Both Blank and Cook cautioned that the war was not over yet, although both said they were pleased that the 73-page court opinion was filled with the language of the civil rights movement and would go a long way toward convincing those on the fence that their cause was just.

The Court of Appeals opinion reads, in part: “We find the goal of eradicating the ‘invisibility of the handicapped‘ led Congress to enact measures to facilitate, if not immediate and complete mainstreaming of the handicapped, then affirmative and aggressive steps in that direction."

The decision involves only new buses, as the justices argued that requiring systems to retrofit old buses would subject them to "undue burdens."

Cook said after the decision was handed down that the "opinion is completely consistent with President Bush's call last week, in his speech before Congress, for Americans with disabilities to be ‘in the economic mainstream.‘ Nothing is more essential to meeting that goal than the provision of accessible public transportation."

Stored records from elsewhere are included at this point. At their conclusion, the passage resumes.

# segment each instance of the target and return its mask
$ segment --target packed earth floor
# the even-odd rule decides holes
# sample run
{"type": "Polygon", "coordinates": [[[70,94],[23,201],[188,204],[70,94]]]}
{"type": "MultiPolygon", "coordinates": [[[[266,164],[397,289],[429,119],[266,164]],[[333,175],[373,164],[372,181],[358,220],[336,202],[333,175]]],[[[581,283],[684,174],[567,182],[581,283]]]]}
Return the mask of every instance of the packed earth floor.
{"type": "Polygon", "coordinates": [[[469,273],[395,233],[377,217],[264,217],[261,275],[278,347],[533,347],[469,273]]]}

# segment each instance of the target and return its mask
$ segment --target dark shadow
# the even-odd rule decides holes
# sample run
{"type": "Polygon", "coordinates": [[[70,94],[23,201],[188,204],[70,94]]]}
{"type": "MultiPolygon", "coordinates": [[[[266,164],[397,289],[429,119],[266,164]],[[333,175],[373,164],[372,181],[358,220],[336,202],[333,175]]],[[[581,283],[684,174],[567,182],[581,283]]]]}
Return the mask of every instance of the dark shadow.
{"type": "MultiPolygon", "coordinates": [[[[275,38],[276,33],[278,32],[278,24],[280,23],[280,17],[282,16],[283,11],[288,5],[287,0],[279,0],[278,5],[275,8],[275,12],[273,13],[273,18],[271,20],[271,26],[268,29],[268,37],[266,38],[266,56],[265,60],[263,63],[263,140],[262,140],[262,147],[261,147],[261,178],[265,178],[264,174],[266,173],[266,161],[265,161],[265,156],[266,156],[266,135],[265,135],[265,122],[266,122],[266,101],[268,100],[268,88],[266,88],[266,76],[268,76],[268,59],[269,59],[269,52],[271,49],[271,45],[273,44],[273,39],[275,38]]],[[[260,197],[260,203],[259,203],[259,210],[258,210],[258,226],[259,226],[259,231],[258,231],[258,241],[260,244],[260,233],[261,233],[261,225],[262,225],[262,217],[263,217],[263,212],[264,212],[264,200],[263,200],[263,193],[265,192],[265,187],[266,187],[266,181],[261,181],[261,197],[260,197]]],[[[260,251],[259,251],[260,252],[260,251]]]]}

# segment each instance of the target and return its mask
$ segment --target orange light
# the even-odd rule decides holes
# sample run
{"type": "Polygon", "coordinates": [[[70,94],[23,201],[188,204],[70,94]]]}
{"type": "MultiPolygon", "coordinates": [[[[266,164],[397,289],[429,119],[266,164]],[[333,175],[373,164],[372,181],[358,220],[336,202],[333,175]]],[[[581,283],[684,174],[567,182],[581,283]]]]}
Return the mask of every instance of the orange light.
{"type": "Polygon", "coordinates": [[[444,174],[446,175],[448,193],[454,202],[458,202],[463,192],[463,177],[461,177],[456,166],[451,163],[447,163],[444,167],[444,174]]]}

Mike Auberger of the Denver ADAPT chapter, who's been arrested in several cities while engaging in civil disobedience,
agreed that accessible public transit is the key to enabling disabled people assume full citizenship.

"People are dying out there," Auberger said. "Disabled people go into nursing homes because they don't have any options. I personally know people who have committed suicide because they don‘t have any options. Wheelchair lifts will give them that option."

Auberger said that ADAPT doesn't plan to rest on its laurels. They'll be Reno April 7-ll for a regional APTA convention and back in Denver April 23-26 for the national meeting of the Urban
Mass Transit Association (UMTA).

“Our demand is simple," Auberger said. “We just want them to drop the appeal process and accept the decision." If they don't, Auberger promised that protesters would try to fill the jails one
more time.

To that end, ADAPT members intend to picket DOT offices in 12 cities on Good Friday, March 24, and ask staff members there to call the Presidiential assistant in charge of transportation matters and ask that the court decision not be appealed. "If they don't make the call, then we don't go," Auberger said.

"I'm sure we'll take some heat because we're doing it on Good Friday," he said, explaining that he expects many offices to be shorthanded because of workers leaving early for the Easter weekend. "That should just add to the confusion."